"The replacement of oxygen atoms in readily available oxetanes would offer a direct route to a variety of these cyclic pharmacophores, yet such atom swapping has been rarely reported for non-aromatic molecules. Here we report a general photocatalytic strategy that selectively substitutes the oxygen atom of an oxetane with a nitrogen-, sulfur- or carbon-based moiety, transforming it into a diverse range of saturated cyclic building blocks in a single operation."
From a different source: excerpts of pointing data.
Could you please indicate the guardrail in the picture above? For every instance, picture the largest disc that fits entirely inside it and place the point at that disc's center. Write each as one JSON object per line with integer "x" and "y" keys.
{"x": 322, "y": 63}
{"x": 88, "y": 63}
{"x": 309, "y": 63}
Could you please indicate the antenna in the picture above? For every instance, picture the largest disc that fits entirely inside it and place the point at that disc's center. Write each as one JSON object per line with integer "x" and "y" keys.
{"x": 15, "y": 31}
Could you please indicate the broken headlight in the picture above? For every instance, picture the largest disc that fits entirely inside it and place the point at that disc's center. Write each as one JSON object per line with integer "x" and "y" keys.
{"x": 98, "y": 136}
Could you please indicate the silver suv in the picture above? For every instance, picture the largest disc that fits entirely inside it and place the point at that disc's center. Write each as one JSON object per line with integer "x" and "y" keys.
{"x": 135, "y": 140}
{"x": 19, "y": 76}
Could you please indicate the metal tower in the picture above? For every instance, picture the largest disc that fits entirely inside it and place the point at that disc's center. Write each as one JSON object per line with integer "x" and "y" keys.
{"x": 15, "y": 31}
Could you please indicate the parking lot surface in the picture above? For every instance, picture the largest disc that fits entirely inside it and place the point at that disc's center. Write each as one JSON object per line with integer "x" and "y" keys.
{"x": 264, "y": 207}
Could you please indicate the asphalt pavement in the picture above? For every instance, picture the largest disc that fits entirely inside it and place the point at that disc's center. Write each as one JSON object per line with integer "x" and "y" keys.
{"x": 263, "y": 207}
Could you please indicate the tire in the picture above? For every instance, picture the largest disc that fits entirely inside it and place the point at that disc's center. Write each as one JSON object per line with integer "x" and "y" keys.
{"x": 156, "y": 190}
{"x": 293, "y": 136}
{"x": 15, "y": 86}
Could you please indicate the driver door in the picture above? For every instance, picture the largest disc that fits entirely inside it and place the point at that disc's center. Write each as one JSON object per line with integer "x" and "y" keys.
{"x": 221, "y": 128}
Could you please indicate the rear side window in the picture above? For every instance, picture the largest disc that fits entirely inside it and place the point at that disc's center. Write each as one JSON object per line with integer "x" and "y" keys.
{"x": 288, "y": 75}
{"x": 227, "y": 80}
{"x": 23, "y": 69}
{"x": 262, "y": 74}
"This atom swapping method exhibits high functional group compatibility and is applicable to late-stage functionalization, substantially simplifying the synthesis of pharmaceuticals and complex drug analogues that would otherwise require multi-step routes. Mechanistic investigations unveil insights on the origin of chemoselectivity that allows the endocyclic oxygen atom to react preferentially to generate an acyclic dihalide intermediate, which then undergoes efficient ring reconstruction in the presence of a nucleophilic species."
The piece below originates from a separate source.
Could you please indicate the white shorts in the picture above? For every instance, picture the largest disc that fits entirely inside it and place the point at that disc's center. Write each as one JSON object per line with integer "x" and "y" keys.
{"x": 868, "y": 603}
Non-aromatic four-membered saturated rings such as azetidines, thietanes, and cyclobutanes serve as important scaffolds with desirable potency, stability, metabolic stability, and target specificity. A general photocatalytic strategy selectively substitutes the endocyclic oxygen in oxetanes with nitrogen-, sulfur-, or carbon-based moieties to generate diverse saturated cyclic building blocks in a single operation. The atom-swapping method shows high functional-group compatibility and enables late-stage functionalization, streamlining access to pharmaceuticals and complex analogues that otherwise require multistep syntheses. Mechanistic studies indicate chemoselectivity arises from preferential reaction at the endocyclic oxygen to form an acyclic dihalide intermediate, which undergoes nucleophile-driven ring reconstruction.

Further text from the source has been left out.